Models trained on token-level distilled data outperform others in token-level accuracy, underscoring the efficiency in token prediction tasks.
Conversely, sequence-level distilled data enhances performance in sequence-level accuracy measures, implying a broader contextual understanding is captured at each prediction step.

These results indicate the potential of KD to improve different evaluation metrics by refining the complexity and uncertainty in input distributions.

Practical Implications

The integration of KD in non-autoregressive translation models significantly augments their performance, making them viable alternatives for scenarios that favor faster inference speeds without a rigorous compromise on translation quality. This advancement propels non-autoregressive models closer to being operational in real-time translation applications that demand low latency.

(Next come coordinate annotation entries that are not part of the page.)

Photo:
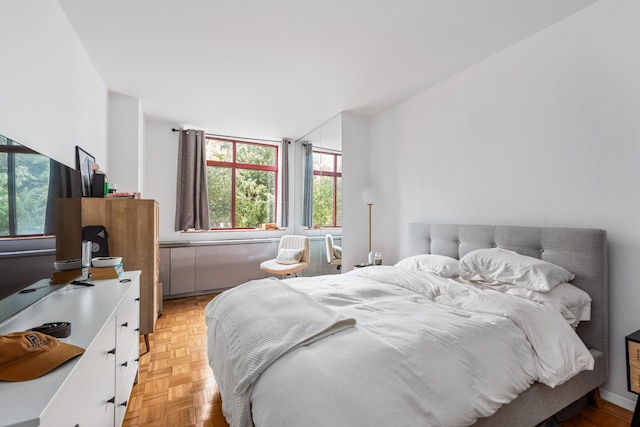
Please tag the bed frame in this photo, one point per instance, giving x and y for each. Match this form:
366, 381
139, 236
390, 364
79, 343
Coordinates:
581, 251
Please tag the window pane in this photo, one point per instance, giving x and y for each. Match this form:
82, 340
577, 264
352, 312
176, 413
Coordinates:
323, 162
255, 197
4, 194
323, 200
32, 185
221, 151
219, 187
256, 154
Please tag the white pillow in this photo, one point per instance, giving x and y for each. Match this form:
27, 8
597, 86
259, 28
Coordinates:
572, 302
438, 264
497, 265
289, 256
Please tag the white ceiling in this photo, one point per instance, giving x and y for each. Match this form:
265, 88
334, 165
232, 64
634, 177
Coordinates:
280, 68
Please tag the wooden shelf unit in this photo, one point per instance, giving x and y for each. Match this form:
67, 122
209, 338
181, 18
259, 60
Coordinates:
133, 228
633, 371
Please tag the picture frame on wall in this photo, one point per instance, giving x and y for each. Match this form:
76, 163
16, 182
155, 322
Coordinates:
84, 163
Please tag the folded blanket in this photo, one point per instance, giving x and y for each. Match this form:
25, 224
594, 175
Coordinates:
253, 325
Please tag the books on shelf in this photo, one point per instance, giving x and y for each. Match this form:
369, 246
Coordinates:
101, 273
124, 195
97, 273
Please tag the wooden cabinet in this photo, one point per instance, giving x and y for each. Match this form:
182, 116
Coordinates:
92, 389
133, 230
633, 371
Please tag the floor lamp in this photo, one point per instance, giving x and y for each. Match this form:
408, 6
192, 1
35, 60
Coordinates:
369, 197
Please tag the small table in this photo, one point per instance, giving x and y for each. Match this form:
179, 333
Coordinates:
633, 371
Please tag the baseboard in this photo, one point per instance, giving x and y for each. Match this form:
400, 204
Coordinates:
616, 399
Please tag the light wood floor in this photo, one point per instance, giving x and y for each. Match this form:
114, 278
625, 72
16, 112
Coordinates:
176, 387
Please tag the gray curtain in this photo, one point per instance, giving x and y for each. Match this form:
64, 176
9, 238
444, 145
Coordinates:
284, 213
307, 202
192, 206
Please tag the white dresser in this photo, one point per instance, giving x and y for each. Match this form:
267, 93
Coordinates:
90, 390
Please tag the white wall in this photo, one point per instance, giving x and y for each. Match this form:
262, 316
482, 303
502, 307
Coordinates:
126, 143
545, 133
355, 178
52, 98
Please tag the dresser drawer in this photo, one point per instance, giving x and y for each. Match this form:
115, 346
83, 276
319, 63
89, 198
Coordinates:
634, 353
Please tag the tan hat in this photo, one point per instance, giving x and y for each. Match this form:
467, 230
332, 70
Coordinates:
28, 355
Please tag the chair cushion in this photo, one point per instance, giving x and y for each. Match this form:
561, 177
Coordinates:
271, 266
337, 251
289, 256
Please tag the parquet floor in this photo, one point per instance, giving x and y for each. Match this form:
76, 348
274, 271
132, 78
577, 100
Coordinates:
176, 387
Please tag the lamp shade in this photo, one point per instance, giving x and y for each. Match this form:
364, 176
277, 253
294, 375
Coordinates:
369, 196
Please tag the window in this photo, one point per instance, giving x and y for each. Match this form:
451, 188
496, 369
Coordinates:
242, 183
327, 189
24, 184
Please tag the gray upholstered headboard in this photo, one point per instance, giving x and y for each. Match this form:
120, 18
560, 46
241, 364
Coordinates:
581, 251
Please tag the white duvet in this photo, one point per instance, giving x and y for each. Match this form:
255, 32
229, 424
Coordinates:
425, 351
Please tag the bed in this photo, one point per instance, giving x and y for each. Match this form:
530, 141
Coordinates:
389, 346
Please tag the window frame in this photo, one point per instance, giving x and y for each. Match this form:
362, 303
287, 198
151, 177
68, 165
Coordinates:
234, 166
332, 174
11, 148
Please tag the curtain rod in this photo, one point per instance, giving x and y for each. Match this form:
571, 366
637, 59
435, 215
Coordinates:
319, 148
232, 137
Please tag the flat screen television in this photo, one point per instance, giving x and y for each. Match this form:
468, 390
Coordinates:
32, 189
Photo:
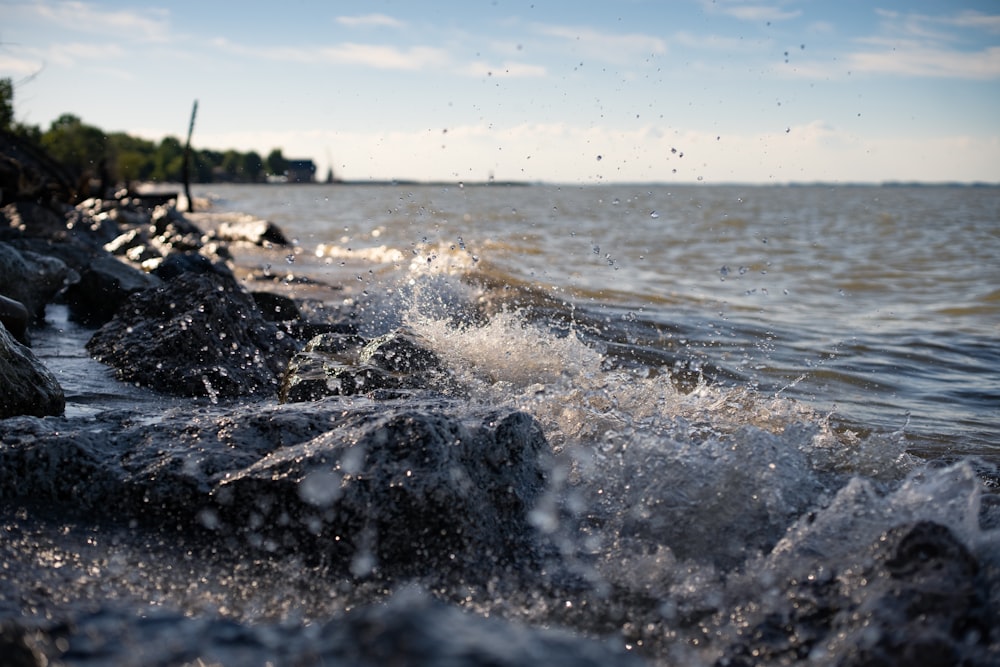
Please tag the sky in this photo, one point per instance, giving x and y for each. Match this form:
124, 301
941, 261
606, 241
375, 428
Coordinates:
678, 91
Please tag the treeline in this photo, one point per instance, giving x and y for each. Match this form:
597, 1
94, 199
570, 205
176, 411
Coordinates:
121, 158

Theoretical Implications and Future Directions

The analysis conducted in the paper reinforces the theoretical premise that non-autoregressive models can mimic complicated, high-capacity autoregressive models through KD effectively. This proposes several new avenues for research, including optimizing KD techniques for other forms of structured prediction tasks and exploring KD's potential beyond language translation, such as in summarization and text generation.

Future research could explore enhancing the distillation techniques further, optimizing the trade-off between speed and accuracy, and extending the proposed methodology to wider classes of neural architectures.

In summary, the paper provides a comprehensive exploration into how KD can be adeptly used within MT frameworks. It lays down a critical foundation for subsequent research to expand upon, fostering the development of efficient, high-performing non-autoregressive translation systems.